Nursing home placement can bring families peace of mind about the health and safety of vulnerable loved ones. Your family member is likely safer there than alone, but they may still face hazards, especially if they tend to roam.
Wandering and elopement threaten the well-being of many American nursing home residents, but they are preventable. It’s important to understand the risks and consequences of elopement and wandering if your relative resides in a nursing or long-term care facility.
Who is at risk?
Many residents are happy to remain on nursing home grounds, but those with cognitive decline or other issues may have trouble staying in place. Problems like confusion or fear may prompt them to flee the property.
Three elopement risk factors:
- Conditions that cause disorientation, memory loss and confusion (Alzheimer’s, dementia, etc.)
- Sensory impairments limiting safe navigation (hearing or vision loss, etc.)
- Bi-polar disorder, delirium or issues resulting in episodes of mania
Sometimes, those who are severely depressed, lonely, sad or anxious may also try to elope and return to their homes.
What are the consequences?
Wandering can expose vulnerable individuals to a range of threats. For example, they could suffer injuries from falling or exposure to poor weather conditions. The longer they remain outside the safety of their home, the greater the risk.

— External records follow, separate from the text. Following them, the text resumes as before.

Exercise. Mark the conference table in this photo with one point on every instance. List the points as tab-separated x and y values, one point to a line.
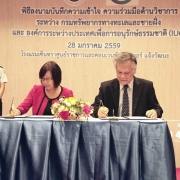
33	148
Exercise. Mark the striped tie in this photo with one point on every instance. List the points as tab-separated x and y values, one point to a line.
125	103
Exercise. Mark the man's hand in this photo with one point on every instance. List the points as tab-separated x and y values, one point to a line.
151	114
102	112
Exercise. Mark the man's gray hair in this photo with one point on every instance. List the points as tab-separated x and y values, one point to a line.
124	57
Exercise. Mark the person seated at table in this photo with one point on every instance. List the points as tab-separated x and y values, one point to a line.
41	97
126	95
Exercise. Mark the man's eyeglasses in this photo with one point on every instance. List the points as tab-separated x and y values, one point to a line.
46	79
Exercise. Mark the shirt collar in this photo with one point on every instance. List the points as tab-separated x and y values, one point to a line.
130	84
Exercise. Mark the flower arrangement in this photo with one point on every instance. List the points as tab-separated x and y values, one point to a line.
71	108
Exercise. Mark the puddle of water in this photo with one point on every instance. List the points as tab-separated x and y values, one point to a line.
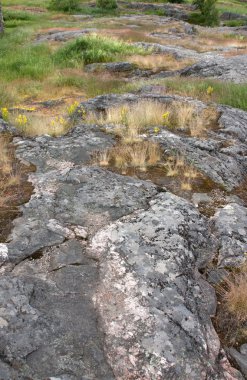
171	173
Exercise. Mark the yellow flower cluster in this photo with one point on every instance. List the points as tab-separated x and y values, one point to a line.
25	108
165	117
210	90
58	120
21	120
5	113
123	115
83	112
72	108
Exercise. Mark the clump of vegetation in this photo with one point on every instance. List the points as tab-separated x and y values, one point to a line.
93	48
227	93
9	176
176	1
64	5
106	4
138	155
188	118
160	62
132	120
209	14
235	296
231	316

Is elopement a form of nursing home negligence?
Yes, it can be. When nursing facilities agree to accept residents, they become responsible for them. They have a legal and ethical duty to protect them from harm and take good care of them. When they fail, the most vulnerable members of our society are the ones who suffer.
Adequate supervision of nursing home residents is mandatory under Ohio law. If your loved one was injured after wandering or eloping, seek legal guidance to explore your remedies.